Changing all $d symbols to always say they are eAddressClassDataIntermixedCode is wrong because the symbols in the .data section now would be marked as eAddressClassDataIntermixedCode.

To clarify a few things, lets say we have the following code:

0x1000: bx <addr> Non-tail call in a no return function
0x1004: [data-pool] Marked with $d mapping symbol

Should just claim that 0x1000 is eAddressClassCode and that 0x1004 is eAddressClassData. We don't need a new eAddressClassDataIntermixedCode for this, it should just say eAddressClassData for 0x1004.

For return addresses we that are on the stack on in the LR, we should actually be sanitizing them before we start doing lookups. So the return address would be 0x1005 in this case you are talking about right? Maybe we always get the address class of the return address and check if it is eAddressClassData. If it is, we know something is wrong since the return address can't go to data and we work around this by recognizing that fact.

I would rather not just say that all data is eAddressClassDataIntermixedCode for ARM and Thumb, that seems like the wrong fix.

clayborg requested changes to this revision.Sep 2 2015, 10:54 AM
clayborg edited edge metadata.

Marking as needing changes due to above comments.

This revision now requires changes to proceed.Sep 2 2015, 10:54 AM

Changing all $d symbols to always say they are eAddressClassDataIntermixedCode is wrong because the symbols in the .data section now would be marked as eAddressClassDataIntermixedCode.

We only use the m_address_class_map for the code section (when the address class of the section is eAddressClassCode) so we won't mark the symbols in the .data section as eAddressClassDataIntermixedCode.

To clarify a few things, lets say we have the following code:

0x1000: bx <addr> Non-tail call in a no return function
0x1004: [data-pool] Marked with $d mapping symbol

Should just claim that 0x1000 is eAddressClassCode and that 0x1004 is eAddressClassData. We don't need a new eAddressClassDataIntermixedCode for this, it should just say eAddressClassData for 0x1004.

This is the current implementation (before this change).

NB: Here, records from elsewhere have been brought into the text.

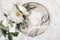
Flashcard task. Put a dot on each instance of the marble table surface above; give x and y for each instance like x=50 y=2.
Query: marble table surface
x=53 y=32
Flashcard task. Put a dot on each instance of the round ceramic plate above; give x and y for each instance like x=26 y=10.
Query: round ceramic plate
x=38 y=20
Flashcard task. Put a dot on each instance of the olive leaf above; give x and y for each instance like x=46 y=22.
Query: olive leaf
x=4 y=32
x=29 y=7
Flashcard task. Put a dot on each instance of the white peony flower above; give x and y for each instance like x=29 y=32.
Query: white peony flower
x=23 y=9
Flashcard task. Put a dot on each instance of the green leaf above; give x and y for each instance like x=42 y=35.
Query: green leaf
x=15 y=34
x=10 y=36
x=5 y=15
x=4 y=32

For return addresses we that are on the stack on in the LR, we should actually be sanitizing them before we start doing lookups. So the return address would be 0x1005 in this case you are talking about right? Maybe we always get the address class of the return address and check if it is eAddressClassData. If it is, we know something is wrong since the return address can't go to data and we work around this by recognizing that fact.

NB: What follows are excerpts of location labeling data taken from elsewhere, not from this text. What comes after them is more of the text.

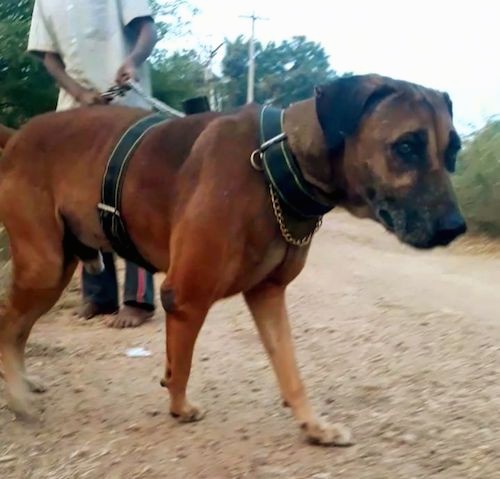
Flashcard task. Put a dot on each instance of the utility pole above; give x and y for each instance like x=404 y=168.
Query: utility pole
x=209 y=76
x=251 y=57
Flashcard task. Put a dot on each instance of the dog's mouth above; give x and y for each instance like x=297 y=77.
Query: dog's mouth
x=419 y=228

It is incorrect in some sense if we see that the return address points to a data section but in the described case this is the best what LLDB can say (and it is true that if the function return, then it will try to execute some code from the data segment), and from this address the unwinding code can continue without any issue (assuming lr is saved somewhere).

I would rather not just say that all data is eAddressClassDataIntermixedCode for ARM and Thumb, that seems like the wrong fix.

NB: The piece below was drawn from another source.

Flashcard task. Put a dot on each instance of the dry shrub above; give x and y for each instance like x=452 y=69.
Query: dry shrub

What is your opinion about changing GetOpcodeLoadAddress and GetCallableLoadAddress to always mask out the LSB on arm/thumb and never return LLDB_INVALID_ADDRESS? It would fix the issue and will be (mostly) consistent with the other architectures where we don't do any checking, but it will drop a slight safety net for the case when something went seriously wrong and we really ended up in a data section (we don't have this check for other architectures).

I would leave everything as is (no eAddressClassDataIntermixedCode), but I would change the code to use:

target->GetOpcodeLoadAddress (return_load_addr, eAddressClassCode);

We don't need to lookup the address class type when determining return addresses. Then this should just work.

The main reason I don't want stuff changing by adding eAddressClassDataIntermixedCode is if we are single stepping over 0x1000:

0x1000: bx <addr> Non-tail call in a no return function
0x1004: [data-pool] Marked with $d mapping symbol

We might set a breakpoint at 0x1004, but if we determine that 0x1004 is data, we won't set a breakpoint there... So there are cases where we want to know the truth about address 1004. But in the case of the LR or any return address, we need to just assume it is a code address instead of figuring out what it actually is.

So:

target->GetOpcodeLoadAddress (return_load_addr, eAddressClassCode);

Would get used in the stack backtracing code that is currently looking up the real address class of the return address...

tberghammer updated this revision to Diff 33937.Sep 3 2015, 5:48 AM
tberghammer retitled this revision from Introduce new address class eAddressClassDataIntermixedCode to Use eAddressClassCode for address lookup for opcodes.
tberghammer updated this object.
tberghammer edited edge metadata.

Address review comment

clayborg requested changes to this revision.Sep 3 2015, 11:48 AM
clayborg edited edge metadata.

Did you check who is all calling this? Is it only places that know that an address is code? It seems like we have might have different clients expecting different things out of this function call. For the stack backtracing code, we want to force the address to be code. Others might want to know if it is data. One idea is to add a bool parameter like "bool address_is_always_code". If this is true we call:

code_addr = target->GetOpcodeLoadAddress (code_addr, address_is_always_code ? eAddressClassCode : GetAddressClass());
This revision now requires changes to proceed.Sep 3 2015, 11:48 AM
tberghammer updated this revision to Diff 34038.Sep 4 2015, 9:11 AM
tberghammer edited edge metadata.

Updated the change based on the comments.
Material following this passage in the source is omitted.